Wednesday, December 19, 2018

Kimberly-Clark bailout looking even worse, now that we know the details

Less than a week after Governor Walker announced a deal with Kimberly-Clark to give them up to $28 million over 5 years to keep one of their plants open in northeastern Wisconsin, Wispolitics got their hands on the contract the Wisconsin Economic Development Corporation (WEDC) plans to have with K-C. And the details might make this already-sketchy deal look even worse for Wisconsin taxpayers.
The bulk of the awards Kimberly-Clark could receive each year comes from capital investment credits, which total $20 million over the five-year deal, or 10 percent of the $200 million the business has pledged to invest at the Cold Spring facility.

But the contract notes any unearned capital investment credits can be carried forward for the company to earn in the later years of the deal.

In order to receive the tax credits, the contract requires Kimberly-Clark to maintain 388 full-time jobs at the Cold Spring facility and 2,418 total full-time employees across the state.

A WEDC spokesman says the statewide employee count is made up of the company’s 19 plants — including Neenah Nonwovens, another Fox Valley facility.

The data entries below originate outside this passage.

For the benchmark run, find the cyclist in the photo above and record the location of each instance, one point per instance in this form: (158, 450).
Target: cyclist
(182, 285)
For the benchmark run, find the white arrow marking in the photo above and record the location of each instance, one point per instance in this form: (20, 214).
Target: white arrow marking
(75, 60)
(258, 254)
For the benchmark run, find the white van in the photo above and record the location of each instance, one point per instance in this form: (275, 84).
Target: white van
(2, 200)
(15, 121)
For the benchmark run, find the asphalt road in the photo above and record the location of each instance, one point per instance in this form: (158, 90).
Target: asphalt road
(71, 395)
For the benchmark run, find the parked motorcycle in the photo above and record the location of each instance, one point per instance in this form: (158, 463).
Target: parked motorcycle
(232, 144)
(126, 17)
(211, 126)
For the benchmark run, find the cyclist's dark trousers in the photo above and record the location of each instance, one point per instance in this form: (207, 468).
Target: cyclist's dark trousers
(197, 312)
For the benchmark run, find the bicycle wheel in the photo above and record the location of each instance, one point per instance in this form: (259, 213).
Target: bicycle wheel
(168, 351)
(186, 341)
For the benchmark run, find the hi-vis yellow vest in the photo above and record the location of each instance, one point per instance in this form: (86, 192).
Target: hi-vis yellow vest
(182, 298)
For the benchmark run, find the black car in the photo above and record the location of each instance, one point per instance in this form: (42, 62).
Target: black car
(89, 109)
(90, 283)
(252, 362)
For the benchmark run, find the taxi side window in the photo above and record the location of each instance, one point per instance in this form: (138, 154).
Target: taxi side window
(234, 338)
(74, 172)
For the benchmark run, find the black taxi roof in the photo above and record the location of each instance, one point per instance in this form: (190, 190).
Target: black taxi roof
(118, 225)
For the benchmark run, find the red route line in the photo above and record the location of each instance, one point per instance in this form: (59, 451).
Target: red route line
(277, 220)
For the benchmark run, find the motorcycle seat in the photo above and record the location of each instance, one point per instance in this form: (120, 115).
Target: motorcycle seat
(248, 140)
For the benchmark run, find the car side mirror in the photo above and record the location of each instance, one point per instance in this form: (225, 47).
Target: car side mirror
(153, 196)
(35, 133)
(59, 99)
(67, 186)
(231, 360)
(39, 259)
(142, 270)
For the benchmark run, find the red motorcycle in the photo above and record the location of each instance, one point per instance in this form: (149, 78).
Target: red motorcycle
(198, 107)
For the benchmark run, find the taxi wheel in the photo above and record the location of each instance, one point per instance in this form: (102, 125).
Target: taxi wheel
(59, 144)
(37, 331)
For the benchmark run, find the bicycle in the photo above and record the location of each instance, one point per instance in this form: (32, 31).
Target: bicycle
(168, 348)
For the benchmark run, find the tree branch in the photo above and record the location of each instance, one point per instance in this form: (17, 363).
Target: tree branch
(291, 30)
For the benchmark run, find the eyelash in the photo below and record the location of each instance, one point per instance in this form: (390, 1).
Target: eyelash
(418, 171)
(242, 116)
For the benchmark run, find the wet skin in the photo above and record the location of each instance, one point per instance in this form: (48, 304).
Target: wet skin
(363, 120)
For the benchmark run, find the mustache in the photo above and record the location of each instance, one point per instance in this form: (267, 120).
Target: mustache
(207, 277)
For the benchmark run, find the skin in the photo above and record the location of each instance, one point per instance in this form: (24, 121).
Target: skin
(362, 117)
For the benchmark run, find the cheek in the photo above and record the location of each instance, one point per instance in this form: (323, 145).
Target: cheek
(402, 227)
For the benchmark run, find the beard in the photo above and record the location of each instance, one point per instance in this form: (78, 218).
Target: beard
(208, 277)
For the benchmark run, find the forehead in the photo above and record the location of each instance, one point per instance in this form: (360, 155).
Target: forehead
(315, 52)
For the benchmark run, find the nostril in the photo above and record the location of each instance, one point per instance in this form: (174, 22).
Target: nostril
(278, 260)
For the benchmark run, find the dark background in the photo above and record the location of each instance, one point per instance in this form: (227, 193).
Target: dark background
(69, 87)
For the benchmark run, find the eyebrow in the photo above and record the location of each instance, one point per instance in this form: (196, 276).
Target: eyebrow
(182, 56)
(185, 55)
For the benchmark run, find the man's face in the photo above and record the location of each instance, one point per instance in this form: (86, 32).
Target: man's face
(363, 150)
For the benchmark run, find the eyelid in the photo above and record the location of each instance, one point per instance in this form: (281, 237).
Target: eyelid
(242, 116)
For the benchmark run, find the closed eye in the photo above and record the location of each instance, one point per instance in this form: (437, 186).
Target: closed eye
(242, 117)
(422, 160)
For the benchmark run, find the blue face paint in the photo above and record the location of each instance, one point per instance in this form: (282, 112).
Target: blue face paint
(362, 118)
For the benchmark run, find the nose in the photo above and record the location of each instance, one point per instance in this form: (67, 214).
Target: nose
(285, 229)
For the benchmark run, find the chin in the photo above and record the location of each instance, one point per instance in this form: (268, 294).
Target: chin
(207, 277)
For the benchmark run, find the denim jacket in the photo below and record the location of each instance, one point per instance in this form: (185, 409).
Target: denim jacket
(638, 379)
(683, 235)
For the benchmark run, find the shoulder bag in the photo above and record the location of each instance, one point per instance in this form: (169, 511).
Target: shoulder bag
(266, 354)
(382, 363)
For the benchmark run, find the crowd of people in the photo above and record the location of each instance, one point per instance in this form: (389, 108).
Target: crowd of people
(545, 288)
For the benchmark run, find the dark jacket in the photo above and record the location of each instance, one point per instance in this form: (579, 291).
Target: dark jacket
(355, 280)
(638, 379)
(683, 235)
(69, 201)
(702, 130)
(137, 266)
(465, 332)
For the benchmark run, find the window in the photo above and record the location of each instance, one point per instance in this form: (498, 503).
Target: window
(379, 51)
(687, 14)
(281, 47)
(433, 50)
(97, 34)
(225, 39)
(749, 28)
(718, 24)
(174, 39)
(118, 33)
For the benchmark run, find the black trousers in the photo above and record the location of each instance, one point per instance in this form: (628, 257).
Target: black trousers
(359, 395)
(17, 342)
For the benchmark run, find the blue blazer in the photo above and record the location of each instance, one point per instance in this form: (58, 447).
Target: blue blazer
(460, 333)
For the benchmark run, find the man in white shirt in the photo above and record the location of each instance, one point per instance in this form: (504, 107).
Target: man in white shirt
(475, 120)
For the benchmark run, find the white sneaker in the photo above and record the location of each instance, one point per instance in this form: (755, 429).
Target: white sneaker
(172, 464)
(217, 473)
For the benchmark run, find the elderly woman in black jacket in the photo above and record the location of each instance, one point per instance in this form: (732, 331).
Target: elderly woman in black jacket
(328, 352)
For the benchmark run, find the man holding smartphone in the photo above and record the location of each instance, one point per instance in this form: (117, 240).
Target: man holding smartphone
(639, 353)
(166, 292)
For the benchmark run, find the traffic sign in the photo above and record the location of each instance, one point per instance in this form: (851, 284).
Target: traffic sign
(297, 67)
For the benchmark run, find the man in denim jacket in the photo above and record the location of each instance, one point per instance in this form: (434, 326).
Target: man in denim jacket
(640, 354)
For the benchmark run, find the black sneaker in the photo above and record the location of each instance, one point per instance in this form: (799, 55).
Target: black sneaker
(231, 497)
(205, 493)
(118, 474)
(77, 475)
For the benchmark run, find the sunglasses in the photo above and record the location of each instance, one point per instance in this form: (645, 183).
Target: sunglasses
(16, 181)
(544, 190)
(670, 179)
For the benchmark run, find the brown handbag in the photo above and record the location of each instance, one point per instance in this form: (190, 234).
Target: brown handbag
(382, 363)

That plant, though, is slated for closure by the middle of next year.
This is where I remind you that there were an estimated 600 total jobs at the Cold Spring facility and the Neenah Nonwovens plant at the start of this year. So K-C can CUT 200 jobs between those facilities and still be OK under this contract.

Tamarine Cornelius of the Wisconsin Budget Project gave some perspective as to how much will be paid out to this one company under this contract.


As Cornelius alludes to, when you have WEDC handouts, that money is not available for other priorities. But unlike most budgetary items, these WEDC handouts are not debated in public by the State Legislature, but instead awarded through closed-door negotiations and a rubber stamp from the Scott Walker and WisGOP-stacked WEDC Board. And that WEDC Board just got further WisGOP protection from this month's Lame Duck bills, and doesn't have to go as far to verify "job creation".

I also took a look at the contract with Kimberly-Clark, and noted that most of the handouts go to things THAT K-C WOULD ALREADY DO if they stayed in Wisconsin.


And then in 5 years, does K-C try for more tax-funded extortion from the state? And where does this leave every other papermaker in Wisconsin that has to deal with the same economic pressures without K-C's tax-funded assistance?

The sunk costs of this WEDC welfare is yet another mess that Tony Evers is going to have to clean up when he takes over in 19 days, and as I've noted before, WisGOP has rigged WEDC's funding and administration in such a way that it won't be easy to undo.